We think of Independence as a moment of political transformation from the erstwhile colonial regime to a democratic and republican government. The Indian Constitution is meant to embody this moment of transformation. However, the Constitution was meant to go much further than simply set out the blueprint for a political transition, or a mere transfer of power: it was intended to facilitate a thoroughgoing transformation of society itself, through the trinity of “liberty, equality, and fraternity”, and democratise hierarchical relations in the “private sphere”, such as those of caste, gender, and the economy. This talk will discuss how close attention to the radical social movements that led up the framing of the Constitution, along with the Constituent Assembly Debates, reflects the radical and transformative character of the Constitution, a character that has more often than not been obscured by subsequent scholarship as well as by judicial decisions.

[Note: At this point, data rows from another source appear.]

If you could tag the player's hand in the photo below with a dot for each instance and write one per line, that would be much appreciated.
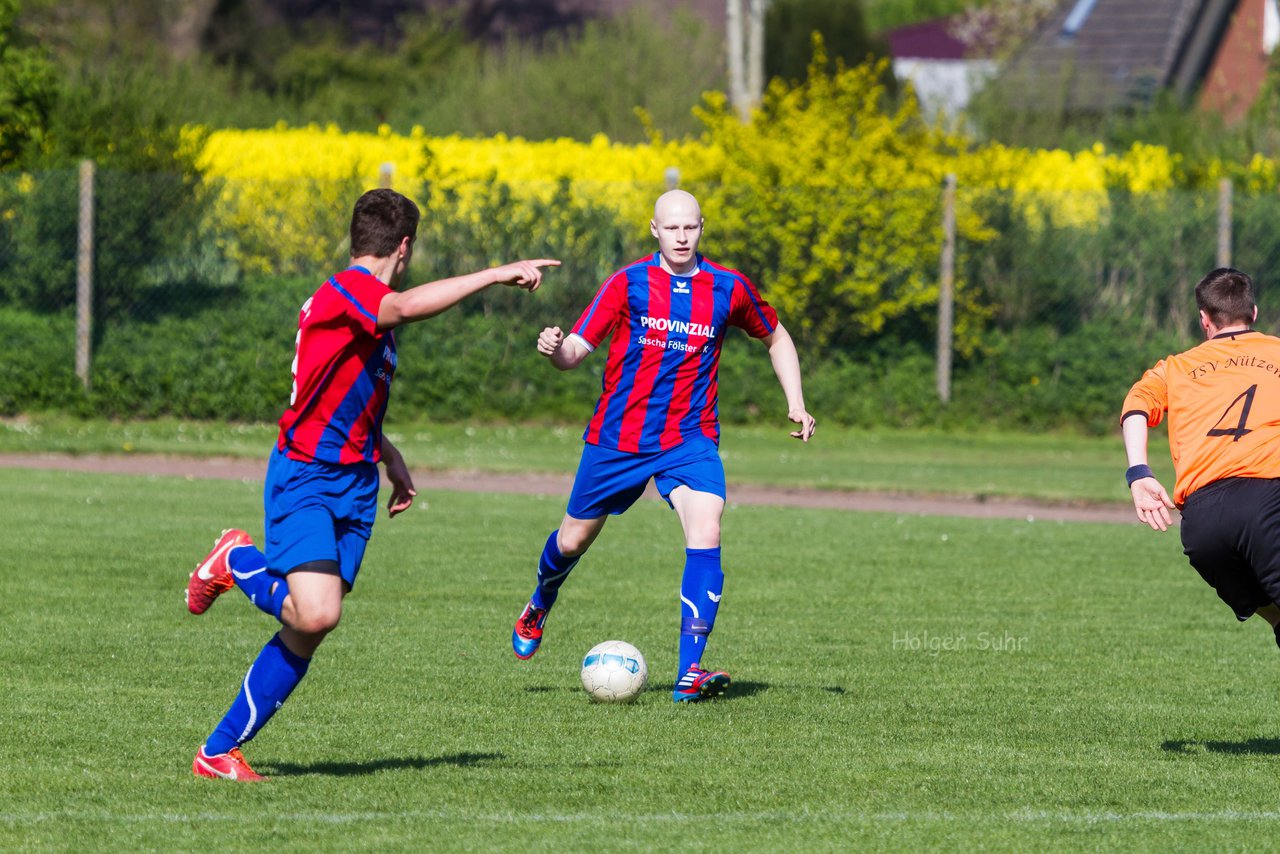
(807, 424)
(1152, 503)
(524, 274)
(402, 485)
(549, 341)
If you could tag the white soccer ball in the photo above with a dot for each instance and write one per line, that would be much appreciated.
(615, 672)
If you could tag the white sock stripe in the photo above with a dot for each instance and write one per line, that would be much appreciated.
(691, 607)
(252, 709)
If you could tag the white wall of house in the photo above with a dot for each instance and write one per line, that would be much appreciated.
(945, 85)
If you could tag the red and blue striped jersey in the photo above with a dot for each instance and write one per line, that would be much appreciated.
(342, 374)
(659, 383)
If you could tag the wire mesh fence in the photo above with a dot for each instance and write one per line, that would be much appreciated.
(1059, 298)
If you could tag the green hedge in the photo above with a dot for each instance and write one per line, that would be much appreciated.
(231, 361)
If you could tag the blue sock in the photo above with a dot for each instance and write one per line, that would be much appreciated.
(268, 684)
(264, 588)
(699, 601)
(553, 569)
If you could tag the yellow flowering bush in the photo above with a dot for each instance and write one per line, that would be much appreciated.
(284, 193)
(831, 201)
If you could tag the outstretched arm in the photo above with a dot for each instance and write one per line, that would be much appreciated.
(1150, 499)
(397, 473)
(786, 365)
(432, 298)
(566, 354)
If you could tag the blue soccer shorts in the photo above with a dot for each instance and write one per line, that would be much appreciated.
(608, 482)
(319, 511)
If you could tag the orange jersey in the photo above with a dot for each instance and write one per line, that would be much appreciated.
(1223, 400)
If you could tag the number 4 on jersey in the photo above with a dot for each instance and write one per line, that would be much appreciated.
(1239, 429)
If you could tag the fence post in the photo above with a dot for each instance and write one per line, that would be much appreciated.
(1224, 222)
(946, 288)
(85, 274)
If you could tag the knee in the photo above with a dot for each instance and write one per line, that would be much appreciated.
(704, 534)
(574, 540)
(312, 620)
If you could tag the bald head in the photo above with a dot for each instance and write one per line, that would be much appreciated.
(676, 202)
(677, 223)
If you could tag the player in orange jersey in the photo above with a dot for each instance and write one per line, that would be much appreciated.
(1223, 400)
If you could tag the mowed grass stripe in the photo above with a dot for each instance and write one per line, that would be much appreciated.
(899, 681)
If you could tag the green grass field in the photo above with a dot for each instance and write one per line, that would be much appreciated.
(1052, 467)
(900, 683)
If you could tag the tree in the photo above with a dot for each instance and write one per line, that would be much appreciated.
(28, 87)
(789, 36)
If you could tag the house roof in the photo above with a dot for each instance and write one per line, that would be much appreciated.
(927, 40)
(1112, 53)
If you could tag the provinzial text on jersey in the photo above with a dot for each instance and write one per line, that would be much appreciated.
(679, 327)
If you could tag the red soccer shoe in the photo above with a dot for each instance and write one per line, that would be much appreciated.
(213, 578)
(224, 766)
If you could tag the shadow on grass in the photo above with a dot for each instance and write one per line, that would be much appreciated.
(374, 766)
(736, 690)
(1249, 747)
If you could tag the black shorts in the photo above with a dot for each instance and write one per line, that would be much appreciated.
(1232, 537)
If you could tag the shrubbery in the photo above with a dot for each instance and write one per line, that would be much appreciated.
(1074, 269)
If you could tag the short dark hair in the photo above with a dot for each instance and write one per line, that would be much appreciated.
(1226, 296)
(380, 220)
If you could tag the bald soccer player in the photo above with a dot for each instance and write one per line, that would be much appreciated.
(666, 316)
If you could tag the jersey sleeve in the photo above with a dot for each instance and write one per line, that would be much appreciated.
(357, 301)
(749, 311)
(602, 315)
(1148, 396)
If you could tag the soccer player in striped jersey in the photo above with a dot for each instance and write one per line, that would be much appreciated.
(321, 480)
(657, 419)
(1223, 402)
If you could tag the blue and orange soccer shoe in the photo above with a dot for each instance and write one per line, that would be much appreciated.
(699, 684)
(213, 578)
(224, 766)
(528, 634)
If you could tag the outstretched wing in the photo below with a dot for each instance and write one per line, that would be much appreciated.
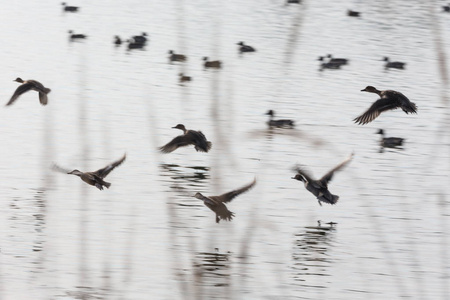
(327, 177)
(179, 141)
(23, 88)
(379, 106)
(102, 173)
(302, 172)
(227, 197)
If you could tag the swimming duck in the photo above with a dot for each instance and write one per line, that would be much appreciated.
(278, 123)
(390, 142)
(319, 188)
(216, 203)
(95, 178)
(69, 8)
(133, 45)
(176, 57)
(212, 64)
(184, 78)
(388, 100)
(189, 137)
(30, 85)
(245, 48)
(352, 13)
(117, 40)
(139, 39)
(74, 36)
(342, 61)
(393, 64)
(330, 65)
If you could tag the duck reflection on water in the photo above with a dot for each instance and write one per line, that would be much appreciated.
(310, 254)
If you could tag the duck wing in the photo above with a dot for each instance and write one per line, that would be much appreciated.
(179, 141)
(379, 106)
(227, 197)
(43, 99)
(23, 88)
(301, 171)
(327, 177)
(102, 173)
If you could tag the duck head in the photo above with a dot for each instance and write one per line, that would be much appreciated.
(370, 89)
(75, 172)
(181, 127)
(299, 177)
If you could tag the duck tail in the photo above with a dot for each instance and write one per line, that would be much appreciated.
(410, 108)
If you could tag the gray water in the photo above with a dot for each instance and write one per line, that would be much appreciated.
(146, 237)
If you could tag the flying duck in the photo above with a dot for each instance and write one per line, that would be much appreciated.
(245, 48)
(94, 178)
(278, 123)
(388, 100)
(319, 188)
(189, 137)
(30, 85)
(216, 203)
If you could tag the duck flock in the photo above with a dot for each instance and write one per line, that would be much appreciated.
(387, 100)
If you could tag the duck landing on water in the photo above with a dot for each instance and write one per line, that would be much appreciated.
(30, 85)
(389, 142)
(216, 203)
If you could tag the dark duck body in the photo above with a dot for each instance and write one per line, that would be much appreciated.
(95, 178)
(389, 142)
(216, 203)
(319, 188)
(176, 57)
(76, 36)
(278, 123)
(393, 64)
(389, 100)
(189, 137)
(217, 64)
(30, 85)
(245, 48)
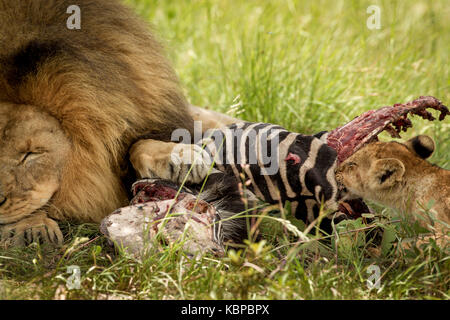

Gautam Bhatia, Author & Lawyer
Gautam Bhatia is the author of Offend, Shock, or Disturb: Freedom of Speech under the Indian Constitution (OUP 2015) and, more recently, The Transformative Constitution (HarperCollins 2019).
He was a practicing lawyer for four years in Delhi, and was part of the legal teams involved in the right to privacy judgment, the Aadhaar constitutional challenge, the challenge to Section 377 of the Indian Penal Code, and bail application for members of the Kabir Kala Manch, among others.
His work has been cited by the Supreme Court on four occasions, and by the High Court of Kerala. He graduated from the National Law School of India University in 2011, and then read for the BCL and the MPhil at the University of Oxford (on a Rhodes Scholarship), and for an LLM at Yale Law School. Presently, he is reading for a D.Phil in Law at the University of Oxford.